В августе 1922 года, только что покинув Россию, Ходасевич заканчивает «Стансы», самим названием указывая на близость к Пушкину:
Я много вижу, много знаю,Моя седеет голова,И звездный ход я примечаю,И слышу, как растет трава.
Это, скорее, не столько ориентация на стихи Баратынского о Гёте, сколько все же на пушкинского «Пророка»:
И внял я неба содроганье.И горний ангелов полет,И гад морских подводный ход,И дольней лозы прозябанье.
Этому обостренному вниманию к Пушкину в переломные годы способствовало ощущение гибели культурно-нравственной системы, центром которой был Пушкин.
В 1918 году Бердяев провозгласил:
«В русской революции и в предельном ее выражении большевизме произошло восстание против Петра и Пушкина, истребление их творческого дела»[93].
Смертельная опасность для гуманистического пласта русской культуры воспринималось этим типом интеллигента как покушение на «творческое дело» Пушкина – помимо всего прочего…
Взаимоотношения Ахматовой с Пушкиным – глубокая и обширная тема. И не о том сейчас речь. Нам важно понять, какую роль сыграл Пушкин в «немой борьбе» Ахматовой с наступающим деспотизмом. А роль эта оказалась весьма своеобразной.
Как раз в то время – середине двадцатых годов, – когда Ахматова оказалась фактически отлучена от читателя и почти перестала писать, зародилось ахматовское пушкиноведение.
Первое упоминание о пушкиноведческой работе содержится в известной ахматовской записи:
«1924 (год). Начало пушкинизма в Мраморном дворце (Andre Chenier). Григорий Александрович Гуковский. Беседы с ним о Пушкине»[94].
Григорий Александрович Гуковский не был случайным собеседником. Наталья Рыкова, которой посвящено «Все расхищено, предано, продано…», – жена Гуковского. Она была близкой подругой Ахматовой, и это посвящение обозначает и содержание их разговоров. И беседы с Гуковским о Пушкине вряд ли носили академический характер, если с ними оказался связан интерес Ахматовой к Андре Шенье…

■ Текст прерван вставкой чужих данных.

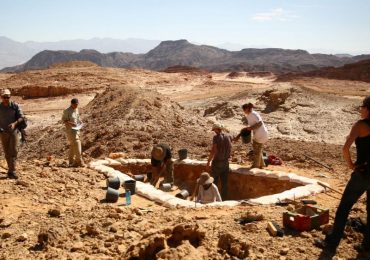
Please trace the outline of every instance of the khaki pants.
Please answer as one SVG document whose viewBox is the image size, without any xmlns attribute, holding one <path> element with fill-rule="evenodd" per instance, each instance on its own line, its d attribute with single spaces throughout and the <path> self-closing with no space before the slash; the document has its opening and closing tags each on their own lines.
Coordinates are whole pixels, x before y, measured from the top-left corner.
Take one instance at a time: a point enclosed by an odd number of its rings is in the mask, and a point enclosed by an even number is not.
<svg viewBox="0 0 370 260">
<path fill-rule="evenodd" d="M 253 165 L 252 168 L 260 168 L 262 169 L 265 167 L 265 162 L 263 161 L 262 155 L 262 148 L 263 144 L 257 143 L 253 140 Z"/>
<path fill-rule="evenodd" d="M 67 130 L 67 138 L 69 141 L 69 164 L 83 164 L 80 131 Z"/>
<path fill-rule="evenodd" d="M 1 143 L 5 154 L 6 163 L 8 164 L 8 172 L 15 172 L 16 160 L 18 156 L 18 131 L 1 134 Z"/>
</svg>

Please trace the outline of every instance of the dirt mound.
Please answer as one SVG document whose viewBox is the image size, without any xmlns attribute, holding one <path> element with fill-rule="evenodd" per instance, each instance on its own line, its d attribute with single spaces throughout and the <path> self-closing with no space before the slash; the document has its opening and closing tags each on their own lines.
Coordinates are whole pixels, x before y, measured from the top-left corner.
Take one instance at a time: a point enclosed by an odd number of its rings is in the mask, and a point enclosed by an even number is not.
<svg viewBox="0 0 370 260">
<path fill-rule="evenodd" d="M 227 75 L 227 77 L 230 79 L 235 79 L 235 78 L 239 78 L 243 76 L 245 76 L 245 72 L 239 72 L 239 71 L 232 71 Z"/>
<path fill-rule="evenodd" d="M 346 64 L 342 67 L 328 67 L 306 73 L 288 73 L 280 75 L 277 81 L 291 81 L 299 77 L 320 77 L 339 80 L 357 80 L 370 82 L 370 60 Z"/>
<path fill-rule="evenodd" d="M 56 63 L 50 66 L 51 69 L 56 68 L 80 68 L 80 67 L 98 67 L 98 64 L 91 61 L 67 61 Z"/>
<path fill-rule="evenodd" d="M 163 72 L 166 72 L 166 73 L 194 73 L 194 74 L 208 74 L 209 73 L 207 70 L 204 70 L 204 69 L 191 67 L 191 66 L 182 66 L 182 65 L 168 67 L 165 70 L 163 70 Z"/>
<path fill-rule="evenodd" d="M 191 156 L 206 156 L 212 133 L 210 125 L 157 92 L 133 87 L 108 88 L 82 111 L 85 154 L 107 156 L 126 152 L 149 158 L 153 144 L 168 143 L 174 152 L 187 148 Z M 29 145 L 33 154 L 66 151 L 63 126 L 48 127 L 38 142 Z M 46 154 L 48 153 L 48 154 Z M 175 155 L 175 157 L 177 157 Z"/>
<path fill-rule="evenodd" d="M 250 71 L 246 72 L 248 77 L 273 77 L 274 73 L 270 71 Z"/>
<path fill-rule="evenodd" d="M 265 113 L 270 113 L 278 109 L 282 104 L 285 103 L 285 100 L 291 95 L 293 89 L 290 90 L 266 90 L 260 100 L 263 100 L 266 103 Z"/>
</svg>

В 1825 году, вскоре после посещения Михайловского Пущиным, Пушкин пишет знаменитую элегию «Андрей Шенье». От Пущина он узнал об активной деятельности тайного общества, и весь 1825 год был для него напряженным ожиданием мятежа и возможной гражданской войны.
«Андрей Шенье» – история гибели поэта, не выносящего никакой тирании, в том числе и тирании новой революционной власти. Это – квинтэссенция размышлений Пушкина о своей возможной судьбе в случае революции в России. Опыт Великой французской революции предлагал ему различные варианты, и, трезво учитывая социальное ожесточение в стране, он не только допускал вероятность кровавого поворота событий, но считал его вполне вероятным, несмотря на все свои симпатии к умеренным группам декабристов.
В 1825 году, ожидая потрясений, он сопоставлял свою судьбу с судьбой французского поэта, оставшегося самим собой среди революционной бури и убитого революционными крайностями.
В одной из работ цикла «Пушкин и Франция» блестящий пушкинист Б. В. Томашевский с исключительной точностью определил ситуацию:
«Пушкин знал Андре Шенье только как жертву революции».